Western blots were carried out as previously described36. The mouse anti-HA antibody (Sigma-Aldrich) was used at a concentration of 1:1,000 dilution, anti-POR (Agrisera AS05 067-10) was used at 1:4,000 dilution, and anti-FLU (obtained from B. Grimm) was used at 1:2,000 and the secondary antibody, goat anti-mouse IgG1 horseradish peroxidase conjugate (Thermo Fisher Scientific) was used at 1:20,000 dilution. Proteins were extracted from 5-day-old etiolated seedlings under green light as previously described37. Bortizomib treatment was carried out in 6-well tissue culture plates (Fisher Scientific); a total reaction volume of 3 ml of 50 μM Bortezomib (Santa Cruz Biotechnology) was added to each well. Negative controls contained an equivalent volume of DMSO (Sigma-Aldrich) (DMSO was used to reconstitute the Bortezomib powder). Five-day-old etiolated seedlings were transferred to each well by laying the seedlings on top of the solution in each well gently ensuring that the roots of each seedlings were immersed in the reaction solution. The plate was covered with aluminium foil and placed on a flatbed shaker (60 rpm) for 2 h, after which material was dried with paper towel to remove excess water and frozen in liquid nitrogen immediately.

Phylogenetic analyses

Genomic DNA and CDS sequences for FLU, CHLM and hypoxia-related gene orthologues were obtained from KEGG: Kyoto Encyclopedia of Genes and Genomes ( FLU, CHLM genomic sequences were searched manually for potential ERFVII binding sites and HRPE-like sequences20.
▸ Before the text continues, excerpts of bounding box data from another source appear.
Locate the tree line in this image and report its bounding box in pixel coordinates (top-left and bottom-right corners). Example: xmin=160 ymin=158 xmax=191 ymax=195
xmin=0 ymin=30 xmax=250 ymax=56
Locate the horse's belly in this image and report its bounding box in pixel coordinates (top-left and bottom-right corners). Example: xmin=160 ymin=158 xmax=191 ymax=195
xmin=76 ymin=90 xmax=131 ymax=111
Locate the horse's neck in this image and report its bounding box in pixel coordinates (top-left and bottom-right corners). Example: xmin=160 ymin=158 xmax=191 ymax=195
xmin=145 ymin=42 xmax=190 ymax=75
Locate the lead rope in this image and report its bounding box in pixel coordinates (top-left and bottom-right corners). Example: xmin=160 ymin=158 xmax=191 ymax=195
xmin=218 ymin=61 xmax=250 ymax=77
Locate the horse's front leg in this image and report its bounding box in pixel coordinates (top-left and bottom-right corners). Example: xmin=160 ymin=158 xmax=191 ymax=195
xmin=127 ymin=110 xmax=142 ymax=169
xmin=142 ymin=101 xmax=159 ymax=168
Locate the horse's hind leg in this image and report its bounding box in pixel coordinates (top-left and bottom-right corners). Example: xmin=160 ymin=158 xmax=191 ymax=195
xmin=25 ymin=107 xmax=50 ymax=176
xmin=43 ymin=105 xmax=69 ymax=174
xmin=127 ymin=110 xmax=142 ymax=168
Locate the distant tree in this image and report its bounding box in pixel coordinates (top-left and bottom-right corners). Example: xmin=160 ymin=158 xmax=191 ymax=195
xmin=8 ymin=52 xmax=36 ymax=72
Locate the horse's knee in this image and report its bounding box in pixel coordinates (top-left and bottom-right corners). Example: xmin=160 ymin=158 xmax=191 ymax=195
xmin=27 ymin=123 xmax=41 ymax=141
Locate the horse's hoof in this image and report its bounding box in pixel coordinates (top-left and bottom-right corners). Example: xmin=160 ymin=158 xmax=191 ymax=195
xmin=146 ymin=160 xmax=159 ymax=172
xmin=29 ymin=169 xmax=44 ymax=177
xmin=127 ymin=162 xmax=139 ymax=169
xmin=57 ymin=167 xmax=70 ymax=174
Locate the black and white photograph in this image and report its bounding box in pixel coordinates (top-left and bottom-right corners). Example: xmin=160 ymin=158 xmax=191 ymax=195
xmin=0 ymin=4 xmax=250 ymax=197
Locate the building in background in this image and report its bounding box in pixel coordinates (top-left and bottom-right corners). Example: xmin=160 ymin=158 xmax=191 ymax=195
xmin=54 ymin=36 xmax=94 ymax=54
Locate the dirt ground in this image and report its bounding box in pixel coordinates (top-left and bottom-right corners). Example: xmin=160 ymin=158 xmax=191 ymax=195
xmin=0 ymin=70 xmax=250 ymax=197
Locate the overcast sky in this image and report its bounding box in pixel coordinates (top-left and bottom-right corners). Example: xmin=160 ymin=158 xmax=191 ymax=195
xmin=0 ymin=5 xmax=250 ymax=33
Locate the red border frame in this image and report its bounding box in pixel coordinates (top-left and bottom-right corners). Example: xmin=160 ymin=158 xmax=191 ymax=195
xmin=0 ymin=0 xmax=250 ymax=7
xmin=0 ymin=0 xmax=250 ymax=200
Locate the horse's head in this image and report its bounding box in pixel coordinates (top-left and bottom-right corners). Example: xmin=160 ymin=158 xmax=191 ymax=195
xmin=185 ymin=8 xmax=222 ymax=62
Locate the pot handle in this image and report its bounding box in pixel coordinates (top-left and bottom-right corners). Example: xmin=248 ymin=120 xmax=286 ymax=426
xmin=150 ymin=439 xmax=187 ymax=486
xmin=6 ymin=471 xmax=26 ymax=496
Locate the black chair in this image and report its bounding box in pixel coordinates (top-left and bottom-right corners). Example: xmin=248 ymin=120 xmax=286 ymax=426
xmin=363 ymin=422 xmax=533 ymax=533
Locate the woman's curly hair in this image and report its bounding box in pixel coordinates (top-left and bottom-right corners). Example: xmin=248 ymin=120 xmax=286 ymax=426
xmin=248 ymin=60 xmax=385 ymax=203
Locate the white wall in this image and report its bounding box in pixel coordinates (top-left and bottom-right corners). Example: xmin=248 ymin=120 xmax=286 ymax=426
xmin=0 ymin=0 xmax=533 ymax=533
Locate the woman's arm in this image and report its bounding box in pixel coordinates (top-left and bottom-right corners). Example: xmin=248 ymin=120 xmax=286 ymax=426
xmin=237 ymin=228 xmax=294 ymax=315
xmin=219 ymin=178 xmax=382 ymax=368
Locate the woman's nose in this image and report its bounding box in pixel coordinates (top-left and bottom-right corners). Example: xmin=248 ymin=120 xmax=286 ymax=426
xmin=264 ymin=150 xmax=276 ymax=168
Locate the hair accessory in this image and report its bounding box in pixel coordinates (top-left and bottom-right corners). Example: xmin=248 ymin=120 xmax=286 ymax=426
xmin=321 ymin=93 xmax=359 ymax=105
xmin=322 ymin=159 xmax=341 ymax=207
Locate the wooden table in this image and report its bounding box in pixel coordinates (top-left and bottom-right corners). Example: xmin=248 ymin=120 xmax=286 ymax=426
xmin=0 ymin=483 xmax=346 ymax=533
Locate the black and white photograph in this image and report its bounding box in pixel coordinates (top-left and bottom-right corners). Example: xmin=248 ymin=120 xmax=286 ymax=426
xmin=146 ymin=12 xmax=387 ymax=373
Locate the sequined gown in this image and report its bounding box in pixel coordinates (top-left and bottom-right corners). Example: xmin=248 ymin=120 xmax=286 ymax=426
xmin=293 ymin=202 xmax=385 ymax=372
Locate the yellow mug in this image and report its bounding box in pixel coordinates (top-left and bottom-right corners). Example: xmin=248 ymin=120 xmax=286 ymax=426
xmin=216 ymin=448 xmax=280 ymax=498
For experimental analysis of Pchlide and quantitative reverse transcription PCR, three independent replicates with different biological material are reported for each experiment. For ChIP, three independent replicates with different biological material were used per experiment. Each experiment was repeated at least twice. For analysis of ROS via staining and microscopy 8–15 seedlings were analysed and images taken for representative samples, experiment was repeated at least three times. In all cases measurements were taken from distinct samples. Differences in ROS content were tested by general linear model (GLM) with two factors (genotype and oxygen) with fixed effects. GLM tests were carried out with SPSS v.27. All graphs were produced using Graphpad software (Version 8), also used to calculate standard deviation of the mean for all samples tested. Relationships between dependent and independent variables were assessed by linear regression analysis using standard parameters for coefficiency of determination (R2) in Graphpad.

Reporting summary

Further information on research design is available in the Nature Research Reporting Summary linked to this paper.